Сулимову вдруг стало не по себе — в который раз за сегодняшний день от совершенно разных людей он слышит одно и то же.
В это время в девятом «А» классе шел урок истории. Он неожиданно захватил всех.
Борис Георгиевич, щеголевато-подтянутый молодой учитель — всего лишь два года со студенческой скамьи, — как всегда, бойко, напористо, сам увлекаясь, рассказывал о «Народной воле», о «Северном союзе русских рабочих».

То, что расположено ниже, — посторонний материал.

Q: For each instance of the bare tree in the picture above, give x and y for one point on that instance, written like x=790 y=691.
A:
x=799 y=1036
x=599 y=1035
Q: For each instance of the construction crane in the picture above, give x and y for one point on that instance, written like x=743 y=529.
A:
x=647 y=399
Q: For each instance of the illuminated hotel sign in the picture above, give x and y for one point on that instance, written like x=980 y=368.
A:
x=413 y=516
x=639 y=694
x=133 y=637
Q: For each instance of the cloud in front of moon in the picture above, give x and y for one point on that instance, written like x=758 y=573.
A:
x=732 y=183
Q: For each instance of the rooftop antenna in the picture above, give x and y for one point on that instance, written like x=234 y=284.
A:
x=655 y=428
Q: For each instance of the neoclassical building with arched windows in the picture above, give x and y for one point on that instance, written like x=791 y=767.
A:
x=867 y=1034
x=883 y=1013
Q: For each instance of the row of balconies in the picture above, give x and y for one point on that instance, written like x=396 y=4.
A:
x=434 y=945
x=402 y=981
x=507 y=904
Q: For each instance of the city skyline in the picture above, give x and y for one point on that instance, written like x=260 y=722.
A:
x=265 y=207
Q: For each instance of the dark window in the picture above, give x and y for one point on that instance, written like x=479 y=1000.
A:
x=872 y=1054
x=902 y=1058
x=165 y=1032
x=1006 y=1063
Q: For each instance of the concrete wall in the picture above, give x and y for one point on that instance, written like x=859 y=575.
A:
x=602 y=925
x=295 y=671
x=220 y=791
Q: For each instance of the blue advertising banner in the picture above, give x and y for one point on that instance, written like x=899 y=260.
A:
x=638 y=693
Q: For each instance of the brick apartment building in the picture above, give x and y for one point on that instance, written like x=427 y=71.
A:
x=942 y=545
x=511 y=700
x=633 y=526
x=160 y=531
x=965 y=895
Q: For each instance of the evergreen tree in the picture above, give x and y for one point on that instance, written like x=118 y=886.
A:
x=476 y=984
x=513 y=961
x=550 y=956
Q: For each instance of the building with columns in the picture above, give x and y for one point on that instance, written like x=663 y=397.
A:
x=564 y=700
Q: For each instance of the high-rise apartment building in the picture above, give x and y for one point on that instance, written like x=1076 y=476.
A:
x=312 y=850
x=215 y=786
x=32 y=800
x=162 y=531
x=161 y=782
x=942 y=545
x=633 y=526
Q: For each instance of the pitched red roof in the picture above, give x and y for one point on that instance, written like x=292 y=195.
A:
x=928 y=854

…Тихого нрава и трезвого поведения столяр Степан Халтурин совершил взрыв в Зимнем дворце: убито пятьдесят солдат Финляндского полка, а царь вместе с семьей остался цел и невредим, вспучило лишь пол в зале да попадали куверты с обеденного стола, накрытого в честь приема принца Гессенского… На следующий год бомба, брошенная двадцатипятилетним Игнатием Гриневицким, прикончила царя. И самого Гриневицкого тоже…
Убить, чтобы жить!.. — слушали затаив дыхание.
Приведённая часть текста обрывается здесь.